We’ve all experienced bad colds that killed our sense of smell and taste. For epic colds, my sister swears by Naga chilis so thermonuclear, not even native Kerala Indians will go near them. And as it happens, she’s on to something.
Such are the workings of the human brain, that even with anosmics, they don’t lose what’s called the trigeminal response – that is to say, the nerve that registers things like the heat (or pain!) of chilis, the prickly bubbles of carbonation, the cooling sensation of mint and many other responses that are tied to your nose more than you think.

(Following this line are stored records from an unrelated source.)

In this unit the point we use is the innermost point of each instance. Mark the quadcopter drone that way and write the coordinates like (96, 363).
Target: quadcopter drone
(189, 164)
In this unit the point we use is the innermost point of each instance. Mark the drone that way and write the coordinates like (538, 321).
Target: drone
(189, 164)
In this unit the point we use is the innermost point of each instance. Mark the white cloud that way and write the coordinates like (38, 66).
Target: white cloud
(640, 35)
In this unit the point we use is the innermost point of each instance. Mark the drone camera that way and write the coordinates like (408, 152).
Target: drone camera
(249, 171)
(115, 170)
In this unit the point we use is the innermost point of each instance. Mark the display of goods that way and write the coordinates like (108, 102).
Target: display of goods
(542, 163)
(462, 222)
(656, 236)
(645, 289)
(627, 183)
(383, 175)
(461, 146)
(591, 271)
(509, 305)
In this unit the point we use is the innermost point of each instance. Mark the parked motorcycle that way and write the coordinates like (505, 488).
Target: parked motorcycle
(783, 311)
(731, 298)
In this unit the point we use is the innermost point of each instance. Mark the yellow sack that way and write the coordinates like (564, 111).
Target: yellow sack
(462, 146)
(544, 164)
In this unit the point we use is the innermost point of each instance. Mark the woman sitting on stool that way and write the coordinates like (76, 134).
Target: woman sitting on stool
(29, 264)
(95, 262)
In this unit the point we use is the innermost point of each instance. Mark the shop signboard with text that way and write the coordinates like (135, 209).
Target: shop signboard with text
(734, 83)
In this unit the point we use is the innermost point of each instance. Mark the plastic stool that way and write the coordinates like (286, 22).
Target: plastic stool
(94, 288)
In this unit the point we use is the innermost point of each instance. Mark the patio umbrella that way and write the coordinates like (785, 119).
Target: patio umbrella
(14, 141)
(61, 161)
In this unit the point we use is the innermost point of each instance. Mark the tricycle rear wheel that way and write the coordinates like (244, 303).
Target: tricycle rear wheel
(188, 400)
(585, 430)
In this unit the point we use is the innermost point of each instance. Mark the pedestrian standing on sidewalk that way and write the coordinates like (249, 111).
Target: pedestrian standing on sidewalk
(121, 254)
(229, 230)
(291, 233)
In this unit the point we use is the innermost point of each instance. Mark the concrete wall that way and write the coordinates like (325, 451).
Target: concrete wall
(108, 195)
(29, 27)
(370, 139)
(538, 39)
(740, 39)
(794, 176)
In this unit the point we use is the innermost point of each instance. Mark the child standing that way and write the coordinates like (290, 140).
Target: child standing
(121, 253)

A few months ago, the writer Michelle Krell Kydd of Glass Petal Smoke issued a perfume brief via the social media of Twitter and Facebook. The challenge was to make a pefume that would both register with anosmics as well as appeal to non-anosmics, since is there any reason why anosmics too shouldn’t experience the pleasures of wearing a truly good perfume for themselves as well as their surroundings? After all, the rest of us may wear perfume to please ourselves first and foremost, but no small part of the thrill – at least for me – is to make an impression, too.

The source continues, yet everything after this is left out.